Les raisons qui m’ont poussée à devenir monitrice de portage

Les raisons qui m'ont poussée à devenir monitrice de portage

Aujourd’hui j’écris un article personnel, pour vous parler de ce que représente le portage physiologique pour moi. Je suis monitrice de portage, mais je ne l’ai pas toujours été. J’ai porté mon fils dès la naissance, un peu maladroitement au début, je ne connaissais pas grand chose sur le sujet. J’avais des amies qui portaient donc c’est tout naturellement, avant même de devenir enceinte, que je savais que je porterai à mon tour.

On connaît les bienfaits du portage, mais tant qu’on ne le vit pas on ne sait pas combien le portage nous apporte chaque jour.

Mon fils est « un grand » maintenant et ne souhaite plus être porté. Je ne l’ai pas mal vécu car je sais que c’est grâce au portage qu’il a pris son envol.

Je revois nos premiers instants ; une boule de bébé portée dans ma jpmbb puis dans ma storchenwiege. Je ne me suis jamais posée la question de savoir si mon fils allait s’habituer à être « trop porté », « ne pas devenir autonome » (cliché encore bien répandu). Je ne connaissais pas non plus tous les bienfaits ni tout ce que j’ai appris en étant monitrice. Je savais juste que c’était ce qu’il nous fallait.

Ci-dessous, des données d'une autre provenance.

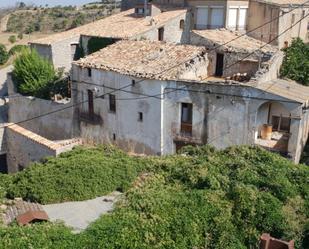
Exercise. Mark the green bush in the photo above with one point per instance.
(12, 39)
(203, 198)
(296, 62)
(78, 175)
(4, 56)
(17, 49)
(34, 75)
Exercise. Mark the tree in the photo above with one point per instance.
(296, 62)
(12, 39)
(33, 75)
(4, 56)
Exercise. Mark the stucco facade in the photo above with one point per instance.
(283, 16)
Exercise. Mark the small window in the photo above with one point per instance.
(186, 119)
(280, 123)
(161, 34)
(182, 24)
(112, 103)
(89, 72)
(140, 117)
(293, 18)
(90, 104)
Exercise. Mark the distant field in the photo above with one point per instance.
(4, 38)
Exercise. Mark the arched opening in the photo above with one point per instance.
(273, 122)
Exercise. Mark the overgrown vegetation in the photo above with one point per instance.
(97, 43)
(36, 76)
(201, 199)
(4, 56)
(296, 62)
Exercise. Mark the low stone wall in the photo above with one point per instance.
(24, 147)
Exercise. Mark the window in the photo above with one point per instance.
(182, 24)
(90, 104)
(112, 103)
(280, 123)
(161, 34)
(140, 117)
(293, 18)
(201, 17)
(186, 119)
(89, 72)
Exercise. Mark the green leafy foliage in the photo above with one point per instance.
(202, 198)
(4, 56)
(34, 75)
(296, 62)
(79, 175)
(12, 39)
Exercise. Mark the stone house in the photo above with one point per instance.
(158, 113)
(172, 25)
(262, 11)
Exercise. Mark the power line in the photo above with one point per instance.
(120, 89)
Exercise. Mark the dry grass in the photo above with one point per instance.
(4, 39)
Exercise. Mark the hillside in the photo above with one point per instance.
(57, 19)
(201, 199)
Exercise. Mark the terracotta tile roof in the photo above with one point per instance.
(284, 2)
(144, 59)
(122, 25)
(286, 88)
(241, 44)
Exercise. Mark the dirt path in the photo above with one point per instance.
(4, 22)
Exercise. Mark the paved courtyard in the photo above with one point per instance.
(79, 215)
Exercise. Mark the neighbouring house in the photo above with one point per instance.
(172, 25)
(158, 113)
(262, 11)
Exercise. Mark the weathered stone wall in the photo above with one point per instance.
(261, 13)
(172, 31)
(223, 116)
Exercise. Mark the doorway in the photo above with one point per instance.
(219, 65)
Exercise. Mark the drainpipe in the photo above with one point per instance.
(145, 7)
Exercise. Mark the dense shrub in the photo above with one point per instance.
(202, 198)
(17, 49)
(296, 62)
(12, 39)
(34, 75)
(4, 56)
(78, 175)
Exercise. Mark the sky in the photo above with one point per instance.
(6, 3)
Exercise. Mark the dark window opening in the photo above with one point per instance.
(182, 24)
(186, 119)
(89, 71)
(280, 123)
(161, 34)
(112, 103)
(219, 65)
(3, 164)
(90, 104)
(140, 116)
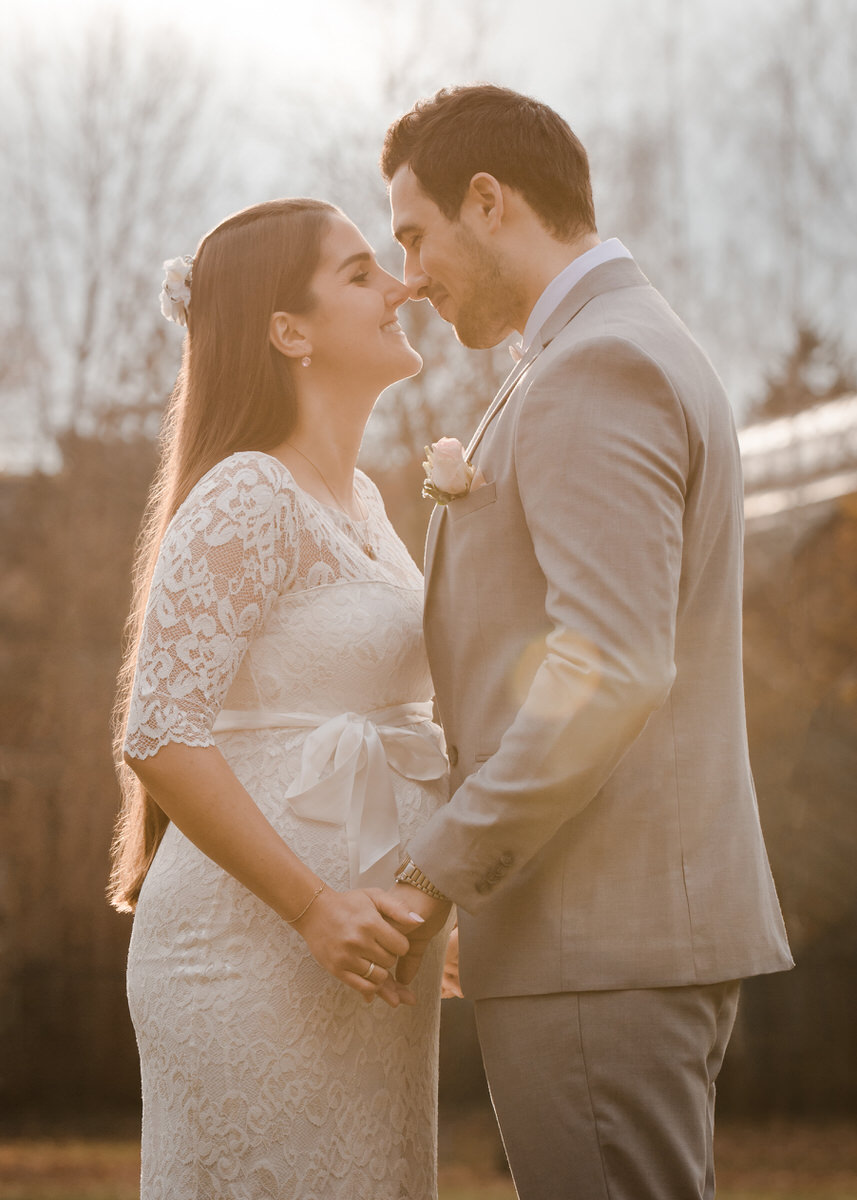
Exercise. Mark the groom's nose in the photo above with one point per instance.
(415, 279)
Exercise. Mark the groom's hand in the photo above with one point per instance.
(433, 912)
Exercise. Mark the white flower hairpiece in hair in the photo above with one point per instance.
(175, 291)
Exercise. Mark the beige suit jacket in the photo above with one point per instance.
(582, 618)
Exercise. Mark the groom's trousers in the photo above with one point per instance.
(609, 1095)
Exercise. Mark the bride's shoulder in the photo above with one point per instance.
(247, 481)
(369, 489)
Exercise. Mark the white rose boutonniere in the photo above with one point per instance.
(449, 475)
(175, 289)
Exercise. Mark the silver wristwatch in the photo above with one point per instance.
(409, 873)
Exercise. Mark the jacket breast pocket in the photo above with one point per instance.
(477, 499)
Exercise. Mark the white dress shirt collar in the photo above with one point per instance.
(561, 285)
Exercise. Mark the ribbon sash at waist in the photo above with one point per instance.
(345, 774)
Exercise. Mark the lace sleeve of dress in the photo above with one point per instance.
(225, 557)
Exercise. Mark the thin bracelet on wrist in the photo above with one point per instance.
(409, 873)
(303, 912)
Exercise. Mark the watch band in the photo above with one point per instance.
(409, 873)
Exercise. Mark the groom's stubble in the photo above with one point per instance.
(491, 298)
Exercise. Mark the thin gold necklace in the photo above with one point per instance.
(367, 549)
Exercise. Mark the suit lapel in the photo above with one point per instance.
(615, 274)
(621, 273)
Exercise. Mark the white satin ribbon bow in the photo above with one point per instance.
(358, 793)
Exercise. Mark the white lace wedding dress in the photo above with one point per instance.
(271, 634)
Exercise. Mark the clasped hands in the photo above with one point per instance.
(371, 940)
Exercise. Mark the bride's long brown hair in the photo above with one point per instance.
(234, 391)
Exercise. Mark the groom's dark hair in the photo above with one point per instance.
(451, 136)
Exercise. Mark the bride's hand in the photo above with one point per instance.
(352, 935)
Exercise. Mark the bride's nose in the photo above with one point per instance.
(396, 293)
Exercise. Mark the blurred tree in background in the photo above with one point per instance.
(736, 191)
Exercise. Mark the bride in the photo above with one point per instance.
(276, 737)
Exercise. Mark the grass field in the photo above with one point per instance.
(778, 1161)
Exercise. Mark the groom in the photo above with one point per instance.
(583, 628)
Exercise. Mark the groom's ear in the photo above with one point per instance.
(287, 336)
(485, 201)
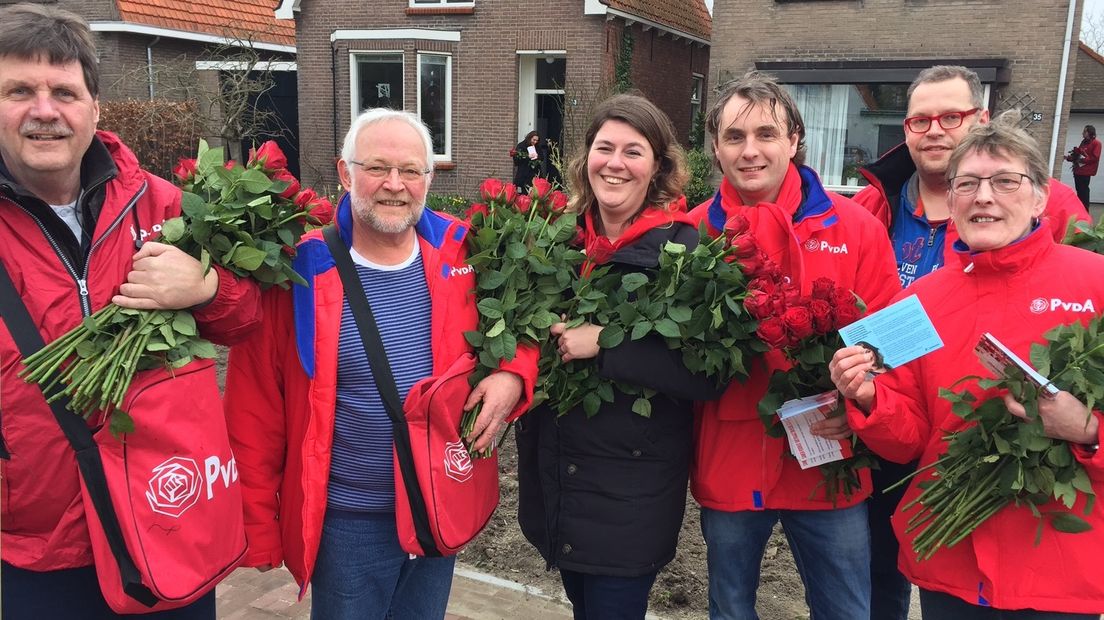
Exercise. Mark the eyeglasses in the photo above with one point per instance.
(380, 171)
(946, 120)
(1002, 183)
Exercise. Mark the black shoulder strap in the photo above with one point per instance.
(29, 340)
(384, 382)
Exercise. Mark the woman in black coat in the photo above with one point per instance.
(603, 498)
(526, 167)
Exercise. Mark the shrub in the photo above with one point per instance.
(701, 186)
(159, 131)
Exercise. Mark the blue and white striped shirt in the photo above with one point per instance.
(361, 471)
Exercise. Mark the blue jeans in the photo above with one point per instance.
(74, 592)
(603, 597)
(830, 547)
(361, 573)
(938, 606)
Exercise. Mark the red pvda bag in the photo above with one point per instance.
(453, 495)
(174, 490)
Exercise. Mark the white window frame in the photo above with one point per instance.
(441, 3)
(354, 76)
(447, 156)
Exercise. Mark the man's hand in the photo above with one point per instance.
(499, 394)
(850, 367)
(163, 277)
(1063, 417)
(576, 343)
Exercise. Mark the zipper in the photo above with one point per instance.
(82, 282)
(82, 278)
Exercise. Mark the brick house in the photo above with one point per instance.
(1086, 107)
(484, 73)
(849, 63)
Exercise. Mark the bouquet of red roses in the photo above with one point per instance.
(243, 218)
(805, 330)
(520, 250)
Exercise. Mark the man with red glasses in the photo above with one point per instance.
(909, 193)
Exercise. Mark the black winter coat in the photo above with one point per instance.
(606, 495)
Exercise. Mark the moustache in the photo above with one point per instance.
(52, 128)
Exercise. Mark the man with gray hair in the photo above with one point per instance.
(75, 207)
(908, 192)
(307, 421)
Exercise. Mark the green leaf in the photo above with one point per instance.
(1068, 523)
(611, 335)
(633, 281)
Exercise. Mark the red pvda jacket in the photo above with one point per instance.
(282, 386)
(736, 465)
(43, 516)
(1016, 292)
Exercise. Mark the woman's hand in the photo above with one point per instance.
(576, 343)
(1063, 417)
(850, 367)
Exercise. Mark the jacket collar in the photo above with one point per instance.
(1011, 258)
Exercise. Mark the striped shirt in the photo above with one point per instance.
(361, 470)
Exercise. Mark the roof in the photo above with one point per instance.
(251, 20)
(690, 17)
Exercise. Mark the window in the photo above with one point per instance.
(697, 85)
(434, 100)
(848, 126)
(378, 82)
(422, 3)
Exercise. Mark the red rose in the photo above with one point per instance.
(541, 188)
(321, 211)
(305, 198)
(293, 183)
(759, 305)
(267, 157)
(798, 321)
(823, 288)
(847, 313)
(476, 207)
(821, 316)
(184, 170)
(523, 203)
(559, 201)
(744, 245)
(598, 249)
(773, 332)
(491, 189)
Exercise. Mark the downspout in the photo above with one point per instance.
(149, 64)
(1061, 82)
(333, 89)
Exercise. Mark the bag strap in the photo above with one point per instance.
(29, 340)
(385, 383)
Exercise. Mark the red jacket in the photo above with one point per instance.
(1016, 292)
(1090, 151)
(282, 386)
(736, 466)
(887, 175)
(43, 516)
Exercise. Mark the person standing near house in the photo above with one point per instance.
(1085, 158)
(74, 207)
(308, 426)
(530, 158)
(908, 193)
(744, 480)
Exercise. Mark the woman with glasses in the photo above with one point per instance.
(1006, 262)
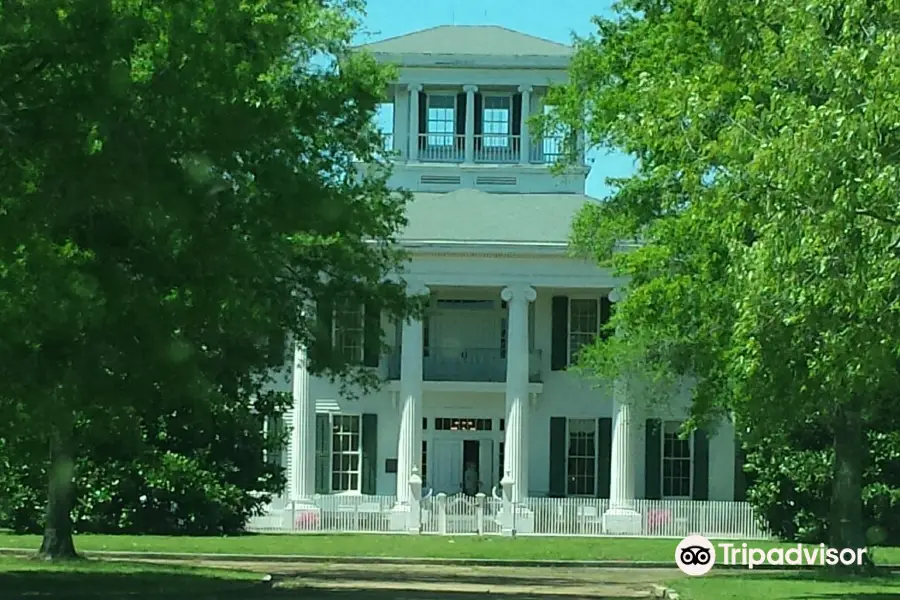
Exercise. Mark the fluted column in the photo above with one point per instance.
(304, 431)
(525, 136)
(414, 89)
(516, 443)
(409, 447)
(621, 489)
(622, 518)
(470, 122)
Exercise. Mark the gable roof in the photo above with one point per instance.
(470, 215)
(479, 40)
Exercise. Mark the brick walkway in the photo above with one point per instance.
(396, 582)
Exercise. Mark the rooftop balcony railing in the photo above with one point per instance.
(497, 148)
(465, 364)
(442, 147)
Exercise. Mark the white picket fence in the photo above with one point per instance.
(487, 515)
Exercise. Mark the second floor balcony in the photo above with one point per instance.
(483, 365)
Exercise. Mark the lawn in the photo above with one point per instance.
(398, 546)
(793, 586)
(22, 578)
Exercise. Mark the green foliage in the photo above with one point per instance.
(178, 184)
(180, 477)
(765, 202)
(792, 479)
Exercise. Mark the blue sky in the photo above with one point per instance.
(553, 20)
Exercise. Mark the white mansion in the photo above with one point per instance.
(477, 396)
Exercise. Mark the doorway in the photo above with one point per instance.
(451, 460)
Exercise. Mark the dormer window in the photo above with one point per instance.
(496, 118)
(441, 120)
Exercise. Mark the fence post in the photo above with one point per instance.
(414, 516)
(479, 513)
(442, 513)
(509, 509)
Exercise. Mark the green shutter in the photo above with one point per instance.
(321, 348)
(557, 457)
(604, 456)
(653, 460)
(701, 466)
(559, 343)
(740, 478)
(605, 314)
(369, 445)
(372, 341)
(323, 453)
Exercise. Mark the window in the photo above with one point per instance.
(441, 122)
(349, 333)
(345, 453)
(584, 325)
(462, 424)
(581, 464)
(676, 462)
(496, 121)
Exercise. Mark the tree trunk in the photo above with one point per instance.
(58, 543)
(846, 529)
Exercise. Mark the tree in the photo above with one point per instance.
(177, 185)
(765, 201)
(201, 472)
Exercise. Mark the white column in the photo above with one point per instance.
(622, 518)
(409, 446)
(621, 485)
(516, 443)
(470, 122)
(414, 89)
(525, 137)
(304, 431)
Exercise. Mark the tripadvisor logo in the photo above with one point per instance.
(695, 555)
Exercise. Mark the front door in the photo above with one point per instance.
(446, 466)
(486, 468)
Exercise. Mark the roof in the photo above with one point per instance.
(470, 215)
(480, 40)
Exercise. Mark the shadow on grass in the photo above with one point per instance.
(83, 584)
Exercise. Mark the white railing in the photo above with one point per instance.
(497, 148)
(487, 515)
(441, 147)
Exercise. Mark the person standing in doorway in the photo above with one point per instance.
(470, 479)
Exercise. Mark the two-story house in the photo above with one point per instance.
(480, 389)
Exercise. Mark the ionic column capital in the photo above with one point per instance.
(518, 292)
(617, 294)
(416, 288)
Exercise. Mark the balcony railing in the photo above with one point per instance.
(549, 149)
(497, 148)
(465, 364)
(441, 147)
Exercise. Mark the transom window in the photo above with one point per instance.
(676, 462)
(349, 332)
(441, 122)
(345, 453)
(584, 325)
(457, 424)
(496, 121)
(581, 463)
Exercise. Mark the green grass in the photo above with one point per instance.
(401, 546)
(793, 586)
(24, 578)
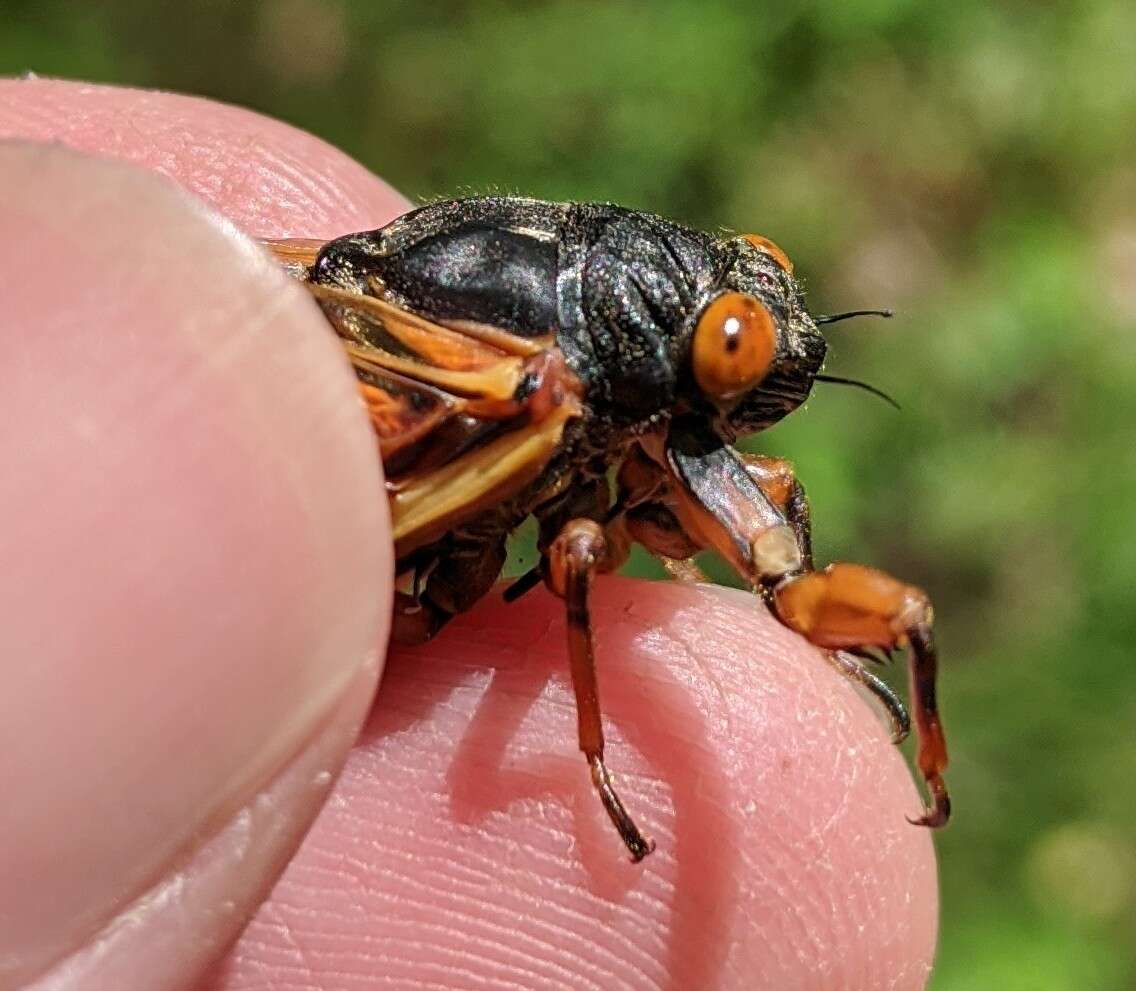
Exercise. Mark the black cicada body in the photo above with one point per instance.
(514, 354)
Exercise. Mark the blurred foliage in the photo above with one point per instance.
(971, 165)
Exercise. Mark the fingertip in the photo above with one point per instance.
(197, 554)
(465, 835)
(269, 178)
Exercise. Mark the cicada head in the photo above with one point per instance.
(754, 349)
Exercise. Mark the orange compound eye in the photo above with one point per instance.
(734, 344)
(766, 246)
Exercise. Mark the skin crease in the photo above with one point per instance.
(461, 846)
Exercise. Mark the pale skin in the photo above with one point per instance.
(193, 609)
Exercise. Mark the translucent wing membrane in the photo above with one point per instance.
(466, 414)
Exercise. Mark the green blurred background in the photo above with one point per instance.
(971, 166)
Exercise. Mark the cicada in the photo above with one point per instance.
(592, 366)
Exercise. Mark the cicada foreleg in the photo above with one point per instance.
(776, 477)
(851, 606)
(571, 560)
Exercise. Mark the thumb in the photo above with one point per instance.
(194, 581)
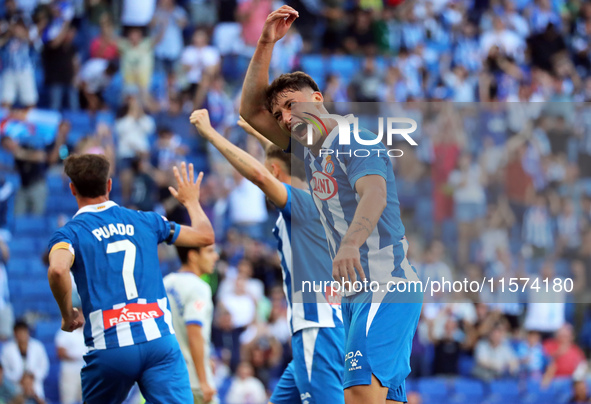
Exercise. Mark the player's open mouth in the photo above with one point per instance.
(299, 130)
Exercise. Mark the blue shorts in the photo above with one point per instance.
(379, 328)
(315, 375)
(157, 366)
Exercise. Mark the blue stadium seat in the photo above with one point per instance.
(29, 225)
(465, 365)
(45, 330)
(315, 66)
(345, 66)
(505, 389)
(51, 384)
(433, 387)
(467, 390)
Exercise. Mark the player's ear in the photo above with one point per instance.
(317, 96)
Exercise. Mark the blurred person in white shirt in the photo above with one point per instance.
(25, 354)
(245, 388)
(70, 350)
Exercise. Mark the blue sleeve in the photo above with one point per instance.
(165, 230)
(286, 210)
(296, 149)
(377, 161)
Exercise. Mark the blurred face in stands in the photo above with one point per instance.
(496, 336)
(564, 335)
(135, 36)
(206, 259)
(200, 39)
(244, 370)
(21, 335)
(27, 384)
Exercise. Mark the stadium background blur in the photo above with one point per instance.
(121, 77)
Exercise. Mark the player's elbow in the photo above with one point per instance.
(56, 272)
(260, 178)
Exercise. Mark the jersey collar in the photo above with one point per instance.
(99, 207)
(335, 132)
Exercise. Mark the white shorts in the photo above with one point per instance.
(19, 85)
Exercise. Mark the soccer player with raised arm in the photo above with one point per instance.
(358, 204)
(315, 375)
(192, 315)
(112, 253)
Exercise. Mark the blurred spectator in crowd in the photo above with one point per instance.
(199, 59)
(33, 155)
(137, 58)
(144, 189)
(137, 13)
(70, 350)
(247, 221)
(8, 390)
(28, 393)
(467, 182)
(171, 19)
(61, 64)
(494, 356)
(447, 348)
(6, 313)
(252, 15)
(245, 388)
(132, 129)
(168, 150)
(569, 230)
(366, 85)
(565, 356)
(18, 75)
(105, 46)
(240, 304)
(538, 229)
(93, 78)
(531, 355)
(25, 354)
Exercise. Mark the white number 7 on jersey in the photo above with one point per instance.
(128, 265)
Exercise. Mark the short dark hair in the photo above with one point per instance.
(294, 167)
(89, 173)
(183, 253)
(288, 82)
(21, 325)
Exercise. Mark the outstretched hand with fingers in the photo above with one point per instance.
(278, 23)
(188, 190)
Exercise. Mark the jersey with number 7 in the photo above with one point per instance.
(117, 273)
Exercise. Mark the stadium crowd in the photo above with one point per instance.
(493, 189)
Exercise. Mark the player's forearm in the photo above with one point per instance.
(61, 287)
(197, 348)
(200, 223)
(256, 81)
(368, 212)
(244, 163)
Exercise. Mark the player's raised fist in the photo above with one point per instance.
(200, 118)
(75, 320)
(277, 24)
(187, 190)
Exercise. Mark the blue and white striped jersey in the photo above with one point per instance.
(117, 272)
(304, 257)
(332, 179)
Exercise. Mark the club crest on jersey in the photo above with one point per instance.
(324, 186)
(329, 166)
(131, 313)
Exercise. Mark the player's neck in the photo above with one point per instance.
(186, 268)
(82, 201)
(298, 183)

Mon fils avait de grand besoin et j’ai toujours fait le choix parfaitement assumé que je ne le laisserai pas seule à gérer ses émotions, ses besoins de proximité… Je n’ai jamais non plus écouté ce que l’on pouvait me dire. J’ai fait tout simplement ce que je ressentais. D’ailleurs, je ne conseille jamais autour de moi, je dis toujours : « fais comme tu ressens, si tu te trompes ce n’est pas grave, tu apprends. » Le portage a donc été une partie intégrante de notre petit quotidien car, d’une part déjà c’était super pratique dans les transports (par rapport à la poussette) et d’une autre, le contact que nous avions était celui que nous recherchions.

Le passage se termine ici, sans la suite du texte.